The Strategic and Development Committee is a specialized working body established by the Board of Directors, primarily responsible for researching and reviewing the Company's operational objectives and long-term development strategies, business and institutional development plans, major investment financing proposals, and other significant matters affecting the Company's development. Under the authorization of the Board of Directors, it supervises and inspects the execution of annual operational plans and investment proposals, and makes recommendations to the Board of Directors.

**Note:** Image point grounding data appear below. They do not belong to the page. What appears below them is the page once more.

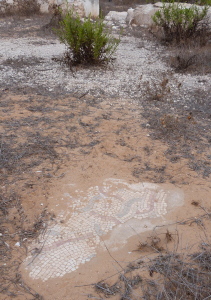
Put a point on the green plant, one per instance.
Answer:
(87, 41)
(180, 23)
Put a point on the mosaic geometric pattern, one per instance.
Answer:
(67, 245)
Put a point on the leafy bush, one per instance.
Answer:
(181, 24)
(87, 41)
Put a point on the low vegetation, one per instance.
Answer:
(181, 24)
(87, 41)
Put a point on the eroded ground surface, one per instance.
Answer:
(93, 159)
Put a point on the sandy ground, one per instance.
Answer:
(137, 121)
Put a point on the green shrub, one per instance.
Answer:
(87, 41)
(181, 24)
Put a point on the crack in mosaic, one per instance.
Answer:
(67, 245)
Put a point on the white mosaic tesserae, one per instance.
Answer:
(65, 246)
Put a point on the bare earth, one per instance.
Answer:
(93, 159)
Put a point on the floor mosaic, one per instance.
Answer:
(66, 245)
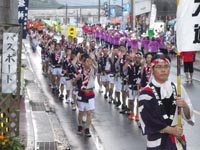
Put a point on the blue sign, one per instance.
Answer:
(23, 15)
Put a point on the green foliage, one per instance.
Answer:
(43, 4)
(13, 143)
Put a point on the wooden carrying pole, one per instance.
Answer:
(179, 88)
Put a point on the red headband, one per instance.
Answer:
(156, 61)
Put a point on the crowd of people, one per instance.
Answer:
(128, 69)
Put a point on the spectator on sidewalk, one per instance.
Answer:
(158, 103)
(86, 96)
(188, 58)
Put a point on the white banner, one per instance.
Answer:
(188, 25)
(9, 62)
(142, 7)
(153, 15)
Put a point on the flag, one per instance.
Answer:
(188, 25)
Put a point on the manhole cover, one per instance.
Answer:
(46, 146)
(38, 106)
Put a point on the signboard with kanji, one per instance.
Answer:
(188, 25)
(9, 62)
(71, 31)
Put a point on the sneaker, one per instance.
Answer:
(87, 132)
(61, 96)
(137, 118)
(128, 112)
(131, 116)
(68, 100)
(84, 119)
(80, 130)
(118, 104)
(124, 109)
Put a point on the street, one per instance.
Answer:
(110, 129)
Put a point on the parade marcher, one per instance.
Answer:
(55, 59)
(99, 55)
(153, 46)
(86, 96)
(133, 73)
(146, 73)
(105, 70)
(158, 103)
(188, 60)
(34, 39)
(120, 62)
(112, 60)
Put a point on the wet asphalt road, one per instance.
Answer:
(110, 129)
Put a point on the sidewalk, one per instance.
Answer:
(39, 124)
(196, 73)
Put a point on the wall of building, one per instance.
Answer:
(9, 11)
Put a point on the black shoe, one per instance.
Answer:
(61, 96)
(118, 104)
(80, 130)
(105, 96)
(124, 109)
(87, 132)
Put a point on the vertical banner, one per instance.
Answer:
(9, 62)
(23, 15)
(188, 25)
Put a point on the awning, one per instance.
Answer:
(171, 22)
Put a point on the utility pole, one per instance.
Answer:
(99, 11)
(66, 7)
(132, 15)
(109, 10)
(123, 24)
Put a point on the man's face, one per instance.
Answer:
(161, 72)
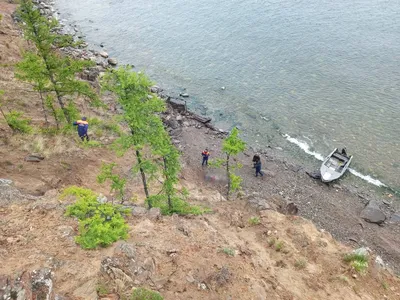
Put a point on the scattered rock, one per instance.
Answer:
(362, 251)
(103, 54)
(42, 284)
(177, 104)
(102, 199)
(372, 213)
(172, 123)
(315, 175)
(259, 204)
(34, 158)
(125, 249)
(139, 211)
(395, 218)
(201, 119)
(112, 61)
(154, 213)
(379, 263)
(155, 89)
(237, 220)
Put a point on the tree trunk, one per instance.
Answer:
(166, 178)
(146, 190)
(228, 175)
(53, 81)
(44, 109)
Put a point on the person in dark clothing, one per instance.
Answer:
(256, 158)
(258, 168)
(83, 126)
(205, 155)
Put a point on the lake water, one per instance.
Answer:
(316, 74)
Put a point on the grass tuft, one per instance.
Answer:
(254, 221)
(359, 262)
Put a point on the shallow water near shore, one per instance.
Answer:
(325, 73)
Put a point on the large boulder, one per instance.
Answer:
(372, 213)
(37, 284)
(395, 218)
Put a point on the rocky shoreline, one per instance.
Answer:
(374, 211)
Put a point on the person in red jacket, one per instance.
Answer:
(205, 155)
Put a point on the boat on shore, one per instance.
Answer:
(334, 166)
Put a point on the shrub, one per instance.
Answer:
(100, 224)
(358, 261)
(17, 122)
(144, 294)
(254, 221)
(90, 144)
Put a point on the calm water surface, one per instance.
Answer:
(325, 72)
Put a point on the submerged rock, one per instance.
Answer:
(372, 213)
(112, 61)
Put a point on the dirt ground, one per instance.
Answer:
(215, 256)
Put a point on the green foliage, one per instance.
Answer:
(117, 182)
(358, 261)
(144, 294)
(231, 146)
(141, 113)
(49, 72)
(254, 221)
(100, 224)
(17, 122)
(100, 126)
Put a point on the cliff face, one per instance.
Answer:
(239, 251)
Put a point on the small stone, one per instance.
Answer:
(112, 61)
(103, 54)
(154, 213)
(372, 213)
(139, 211)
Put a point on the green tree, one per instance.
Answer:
(140, 112)
(46, 68)
(231, 147)
(100, 224)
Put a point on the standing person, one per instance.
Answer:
(256, 158)
(258, 168)
(83, 126)
(205, 155)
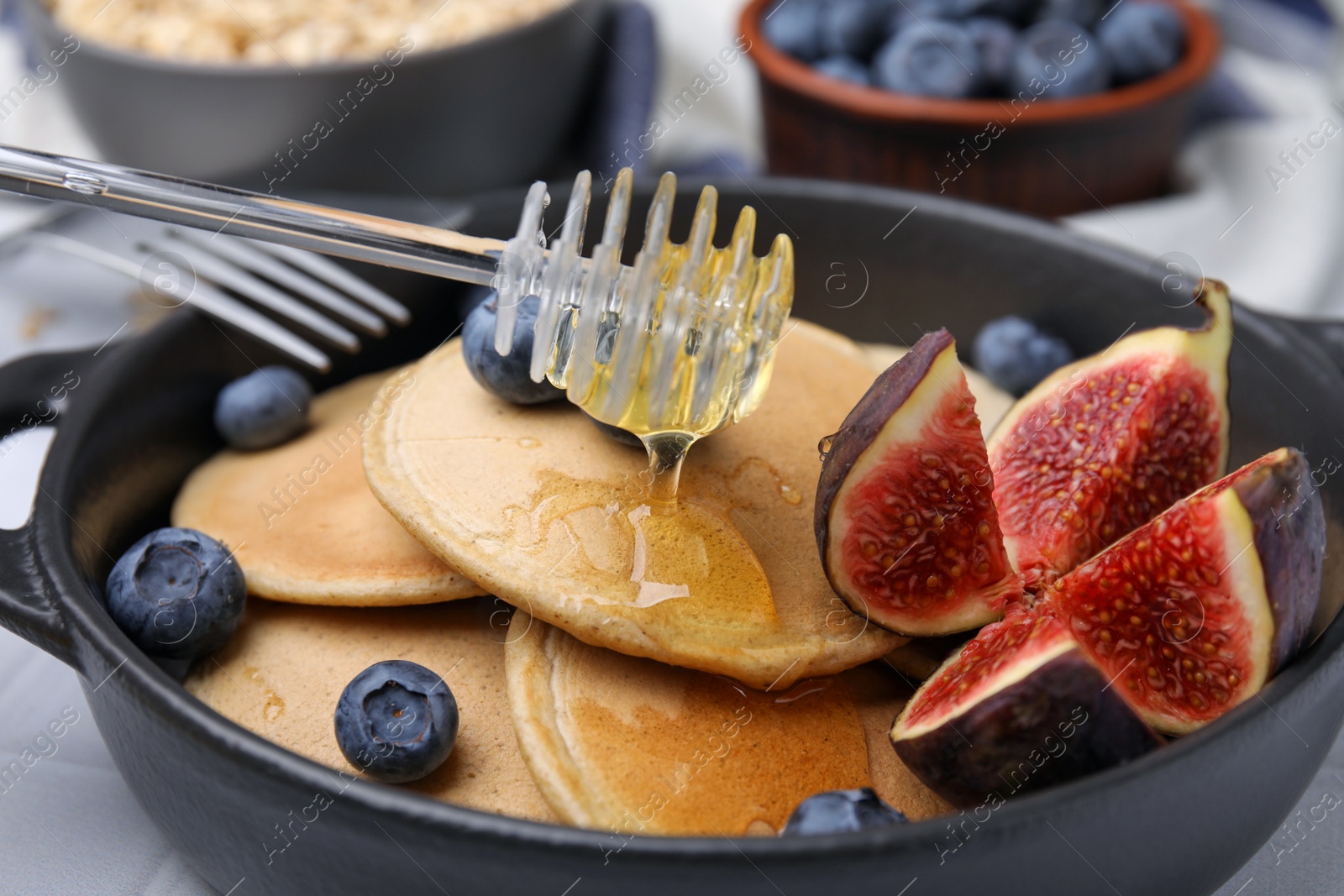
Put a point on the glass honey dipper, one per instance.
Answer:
(671, 348)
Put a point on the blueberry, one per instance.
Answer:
(1016, 355)
(508, 378)
(178, 594)
(931, 60)
(844, 69)
(264, 409)
(624, 437)
(396, 721)
(853, 27)
(1085, 13)
(837, 812)
(1142, 39)
(795, 27)
(1058, 60)
(998, 45)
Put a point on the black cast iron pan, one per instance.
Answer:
(1176, 822)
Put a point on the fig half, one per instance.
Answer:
(905, 517)
(1018, 708)
(1196, 610)
(1106, 443)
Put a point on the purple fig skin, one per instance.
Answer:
(1289, 523)
(864, 422)
(1061, 721)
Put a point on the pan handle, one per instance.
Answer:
(27, 595)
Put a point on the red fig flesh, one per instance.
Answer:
(1106, 443)
(1194, 611)
(905, 517)
(1016, 710)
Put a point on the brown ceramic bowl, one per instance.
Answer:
(1048, 156)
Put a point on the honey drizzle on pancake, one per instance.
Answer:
(628, 553)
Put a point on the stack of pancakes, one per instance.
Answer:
(413, 493)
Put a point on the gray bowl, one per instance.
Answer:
(483, 114)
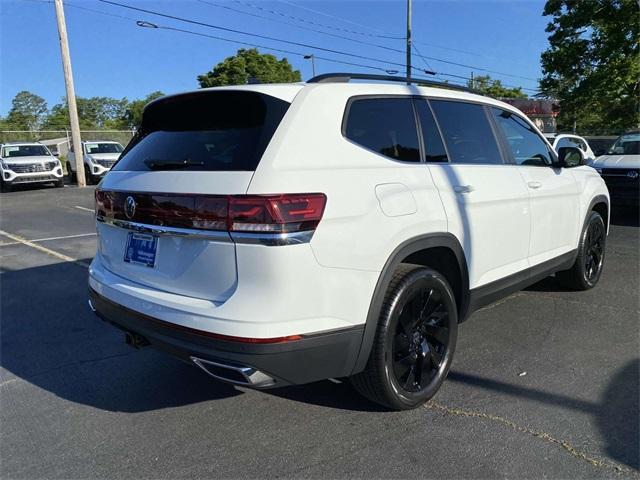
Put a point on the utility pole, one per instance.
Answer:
(408, 42)
(71, 95)
(313, 62)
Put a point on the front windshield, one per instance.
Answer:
(92, 148)
(626, 145)
(12, 151)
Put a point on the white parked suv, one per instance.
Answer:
(284, 234)
(99, 157)
(28, 163)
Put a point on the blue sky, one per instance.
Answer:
(113, 57)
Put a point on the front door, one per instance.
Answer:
(486, 201)
(553, 191)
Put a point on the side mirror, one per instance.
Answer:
(569, 157)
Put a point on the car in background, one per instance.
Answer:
(560, 140)
(28, 162)
(99, 157)
(620, 169)
(600, 144)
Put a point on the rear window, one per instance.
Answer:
(204, 131)
(92, 148)
(386, 126)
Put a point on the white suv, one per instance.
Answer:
(283, 234)
(99, 157)
(28, 163)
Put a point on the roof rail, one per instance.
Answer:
(346, 77)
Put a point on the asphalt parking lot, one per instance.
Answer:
(545, 383)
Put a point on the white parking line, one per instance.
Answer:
(36, 240)
(48, 251)
(63, 238)
(85, 209)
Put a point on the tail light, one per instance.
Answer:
(282, 213)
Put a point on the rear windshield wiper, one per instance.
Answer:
(154, 164)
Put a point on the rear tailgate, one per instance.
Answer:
(156, 208)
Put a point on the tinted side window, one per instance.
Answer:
(467, 132)
(204, 131)
(386, 126)
(527, 147)
(433, 146)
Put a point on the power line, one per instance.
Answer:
(265, 37)
(342, 37)
(299, 44)
(341, 19)
(289, 52)
(355, 32)
(331, 60)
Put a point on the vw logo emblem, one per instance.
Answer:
(129, 207)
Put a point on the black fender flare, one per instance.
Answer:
(405, 249)
(594, 201)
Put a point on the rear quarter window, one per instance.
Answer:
(467, 132)
(204, 131)
(384, 125)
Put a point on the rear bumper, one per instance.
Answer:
(311, 358)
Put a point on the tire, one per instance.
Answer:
(418, 323)
(586, 271)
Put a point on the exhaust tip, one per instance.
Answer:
(235, 374)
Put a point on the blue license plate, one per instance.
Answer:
(141, 249)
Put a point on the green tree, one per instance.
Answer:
(592, 65)
(133, 114)
(247, 64)
(494, 88)
(93, 113)
(27, 111)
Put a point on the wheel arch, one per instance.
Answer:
(441, 251)
(600, 204)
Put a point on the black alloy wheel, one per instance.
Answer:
(594, 251)
(420, 341)
(587, 268)
(415, 340)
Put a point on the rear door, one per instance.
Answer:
(555, 206)
(486, 201)
(159, 208)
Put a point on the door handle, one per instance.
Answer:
(463, 189)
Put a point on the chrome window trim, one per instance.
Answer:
(268, 239)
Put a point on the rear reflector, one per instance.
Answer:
(282, 213)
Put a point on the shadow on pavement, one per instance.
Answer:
(617, 415)
(624, 216)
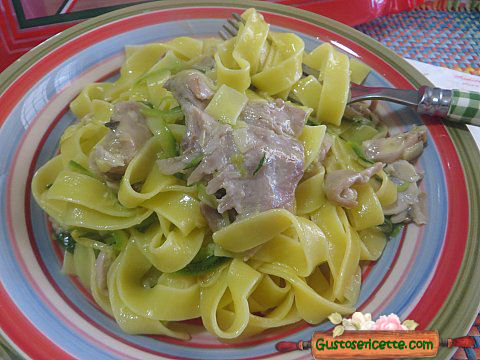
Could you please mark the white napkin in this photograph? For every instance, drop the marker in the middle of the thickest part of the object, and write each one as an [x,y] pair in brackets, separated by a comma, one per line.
[451,79]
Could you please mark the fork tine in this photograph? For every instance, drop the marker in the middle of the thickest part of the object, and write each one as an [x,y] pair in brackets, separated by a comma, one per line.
[232,32]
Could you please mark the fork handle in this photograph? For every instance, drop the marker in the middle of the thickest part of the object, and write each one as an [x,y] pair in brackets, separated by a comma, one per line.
[455,105]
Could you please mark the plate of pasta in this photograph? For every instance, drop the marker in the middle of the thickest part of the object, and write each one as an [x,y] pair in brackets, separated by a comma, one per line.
[170,194]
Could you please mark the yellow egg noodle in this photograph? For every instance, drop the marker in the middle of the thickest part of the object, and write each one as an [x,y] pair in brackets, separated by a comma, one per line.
[282,266]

Chapter 2 Composition and Personnel

Article 3

The Strategic and Development Committee shall consist of no less than three directors. Committee members are nominated by the chairman, more than half of the independent directors, or one-third of all directors, and elected by the Board of Directors.

Article 4

The Strategic and Development Committee shall have one chairperson responsible for presiding over the committee's work. The chairperson is nominated by the chairman and elected from among the committee members, with the appointment reported to the Board of Directors. The main responsibilities and powers of the chairperson include:

  1. Presiding over committee meetings and issuing meeting resolutions;
  2. Proposing the convening of temporary meetings;
  3. Leading the committee to ensure effective operation and fulfillment of responsibilities;
  4. Ensuring clear conclusions on each agenda item discussed by the committee, including approval, rejection, or further discussion;
  5. Determining the agenda for each committee meeting;
  6. Ensuring all committee members are informed about the matters discussed and receive complete and reliable information;
  7. Other powers stipulated in these rules.

Article 5

The term of committee members shall be consistent with their term as directors. If a member ceases to be a director, they will also cease to be a committee member. The Board of Directors shall supplement the number of committee members according to Articles 3 and 4, with the term of new members ending concurrently with that of the other committee members.

Article 6

The main responsibilities and powers of committee members include:

  1. Attending committee meetings on time, expressing opinions on discussion items, and exercising voting rights;
  2. Proposing agenda items for committee meetings;
  3. Attending or observing relevant Company meetings and conducting research to obtain necessary reports, documents, and information;
  4. Fully understanding the committee's responsibilities and their own duties as committee members, familiarizing themselves with the Company's operational management status, business activities, and development conditions to ensure they fulfill their responsibilities;
  5. Ensuring sufficient time and energy to perform their duties;
  6. Other powers stipulated in these rules.